Abraham Frumkin

Abraham Frumkin (Hebrew: אברהם פרומקין; 1873–1940) was a Jewish author, journalist, and anarchist.

Born in Jerusalem, Frumkin was the son of Israel Dov Frumkin, a pioneer of Hebrew journalism, and the brother of Gad Frumkin, who would serve as a judge on the Supreme Court of Palestine during the British Mandate era. He spent a year in Jaffa as an Arabic teacher before moving to Istanbul in 1891 to study law, but did not graduate due to lack of funds. In 1893 he went to New York City and came in contact with anarchist ideas for the first time. By 1894 he had returned to Constantinople with many anarchist books and propaganda material. The house of Moses Schapiro from South Russia and his wife Nastia, was a space for young activists, such as himself. Schapiro, who fled from Russia because of his revolutionary activities, was inflamed by Frumkin's new ideas and went together with Frumkin to Paris and London. In those places, Frumkin took all the books he could get about anarchism – Kropotkin, Reclus, Malatesta – back home.

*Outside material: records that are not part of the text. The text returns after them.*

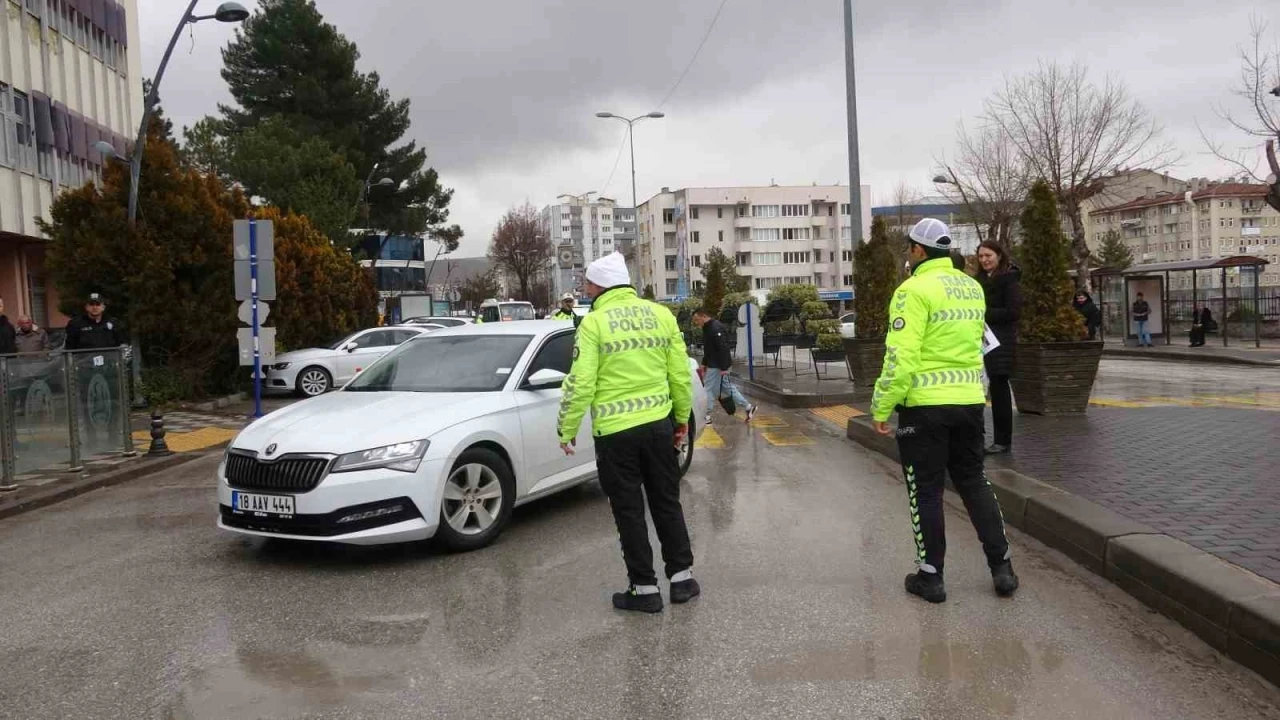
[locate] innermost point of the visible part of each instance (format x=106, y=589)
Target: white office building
x=778, y=235
x=69, y=77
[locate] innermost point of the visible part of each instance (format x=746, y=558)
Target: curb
x=1155, y=354
x=1229, y=607
x=141, y=469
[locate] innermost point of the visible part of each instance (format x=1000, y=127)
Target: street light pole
x=855, y=185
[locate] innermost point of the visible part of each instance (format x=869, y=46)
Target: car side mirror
x=545, y=379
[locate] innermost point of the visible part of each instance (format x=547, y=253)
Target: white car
x=442, y=437
x=320, y=369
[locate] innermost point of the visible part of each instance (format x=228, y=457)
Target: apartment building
x=69, y=77
x=1198, y=220
x=798, y=235
x=583, y=229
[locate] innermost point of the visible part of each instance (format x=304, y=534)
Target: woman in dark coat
x=1000, y=281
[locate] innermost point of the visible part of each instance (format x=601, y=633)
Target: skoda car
x=442, y=437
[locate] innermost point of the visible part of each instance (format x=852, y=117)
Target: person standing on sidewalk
x=631, y=372
x=718, y=361
x=1000, y=281
x=932, y=377
x=1141, y=314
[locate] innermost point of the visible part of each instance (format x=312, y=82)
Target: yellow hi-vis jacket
x=933, y=349
x=630, y=368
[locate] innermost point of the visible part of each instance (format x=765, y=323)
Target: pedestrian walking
x=94, y=329
x=718, y=360
x=1088, y=310
x=31, y=337
x=631, y=372
x=932, y=377
x=1000, y=279
x=8, y=335
x=1141, y=315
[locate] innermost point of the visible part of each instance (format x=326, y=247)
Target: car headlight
x=403, y=456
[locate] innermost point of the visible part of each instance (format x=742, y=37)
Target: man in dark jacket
x=718, y=361
x=8, y=335
x=94, y=329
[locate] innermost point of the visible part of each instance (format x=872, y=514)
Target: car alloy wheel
x=472, y=499
x=312, y=382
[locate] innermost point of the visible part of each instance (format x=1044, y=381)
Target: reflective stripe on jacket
x=933, y=349
x=630, y=368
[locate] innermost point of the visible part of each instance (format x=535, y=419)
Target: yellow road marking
x=709, y=440
x=786, y=438
x=837, y=414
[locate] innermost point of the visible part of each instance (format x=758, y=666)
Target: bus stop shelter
x=1120, y=286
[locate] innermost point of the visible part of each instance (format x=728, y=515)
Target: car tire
x=685, y=455
x=478, y=473
x=314, y=381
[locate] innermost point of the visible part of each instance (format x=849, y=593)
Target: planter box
x=1055, y=378
x=865, y=360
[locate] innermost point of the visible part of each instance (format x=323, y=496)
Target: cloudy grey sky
x=504, y=91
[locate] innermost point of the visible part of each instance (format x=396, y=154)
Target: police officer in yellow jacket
x=631, y=372
x=932, y=377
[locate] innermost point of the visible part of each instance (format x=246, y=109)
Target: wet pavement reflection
x=132, y=605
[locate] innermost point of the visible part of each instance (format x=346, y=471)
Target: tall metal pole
x=855, y=185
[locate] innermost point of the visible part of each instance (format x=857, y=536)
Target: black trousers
x=632, y=464
x=935, y=441
x=1001, y=410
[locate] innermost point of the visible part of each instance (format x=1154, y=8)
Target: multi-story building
x=777, y=236
x=69, y=77
x=1198, y=220
x=583, y=229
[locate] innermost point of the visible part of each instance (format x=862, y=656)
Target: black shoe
x=927, y=586
x=629, y=600
x=685, y=591
x=1005, y=579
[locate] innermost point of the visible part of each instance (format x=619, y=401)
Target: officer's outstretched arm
x=579, y=387
x=908, y=314
x=677, y=374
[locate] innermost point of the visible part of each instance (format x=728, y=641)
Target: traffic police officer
x=932, y=377
x=630, y=369
x=94, y=329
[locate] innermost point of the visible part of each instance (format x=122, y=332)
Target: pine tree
x=1045, y=256
x=874, y=279
x=287, y=63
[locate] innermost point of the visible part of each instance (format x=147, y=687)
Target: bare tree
x=1260, y=81
x=520, y=247
x=1074, y=133
x=991, y=178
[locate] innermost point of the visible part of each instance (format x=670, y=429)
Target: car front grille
x=287, y=474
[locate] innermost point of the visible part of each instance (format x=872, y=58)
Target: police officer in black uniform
x=94, y=329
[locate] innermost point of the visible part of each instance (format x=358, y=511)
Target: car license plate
x=265, y=504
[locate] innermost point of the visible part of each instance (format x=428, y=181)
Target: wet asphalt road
x=128, y=602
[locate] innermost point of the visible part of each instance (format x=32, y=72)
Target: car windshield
x=466, y=363
x=516, y=311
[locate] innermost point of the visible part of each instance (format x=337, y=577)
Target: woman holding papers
x=1000, y=281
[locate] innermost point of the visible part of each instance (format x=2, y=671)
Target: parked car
x=438, y=320
x=319, y=369
x=442, y=437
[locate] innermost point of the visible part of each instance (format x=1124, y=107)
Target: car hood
x=304, y=355
x=346, y=422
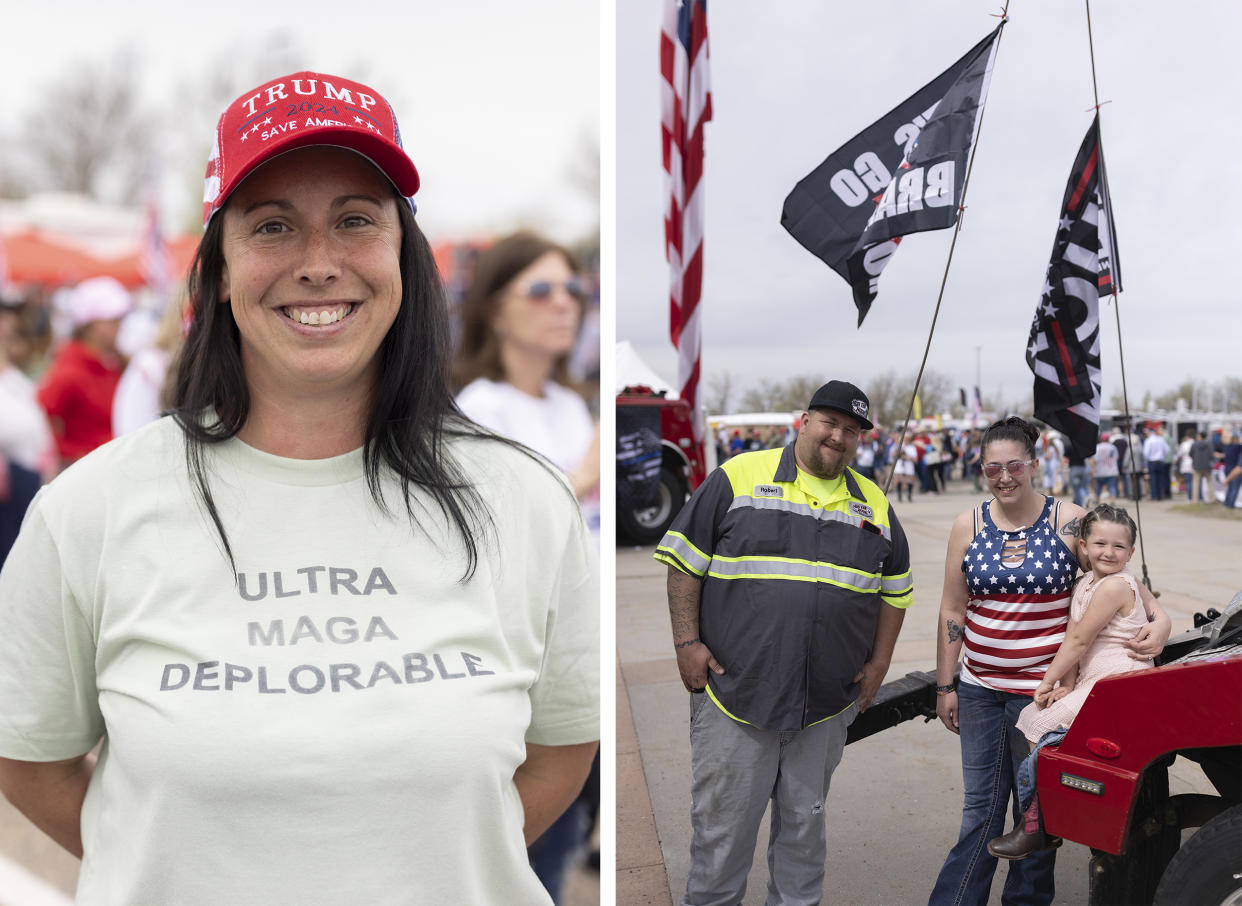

In 1896 Abraham Frumkin, still a young man, moved from Constantinople to London. He became a friend of Rudolf Rocker. Together in 1896, they decided to go to London to open a print shop for Yiddish anarchist booklets. Many years later he wrote a book about this time titled From The Spring Period of Jewish Socialism.

Schapiro had to return to Constantinople in 1897. He left his print shop to Frumkin, who decided to publish his own little paper Der Propagandist (11 issues) ending in 1897. After living briefly in British cities Liverpool and Leeds (1898) Frumkin stayed in Paris for one year. In 1899 he again went to America 1899. Schapiro was later engaged in the Russian Revolution of 1917 and co-founded in 1922/23 the International Workers' Association in Berlin.

Frumkin returned to the US, where he died in 1940.[1]

References

  1. "Abraham Frumkin, Author and Journalist, Dies at 67". Jewish Telegraphic Agency. 20 March 2015. Retrieved 2017-06-28.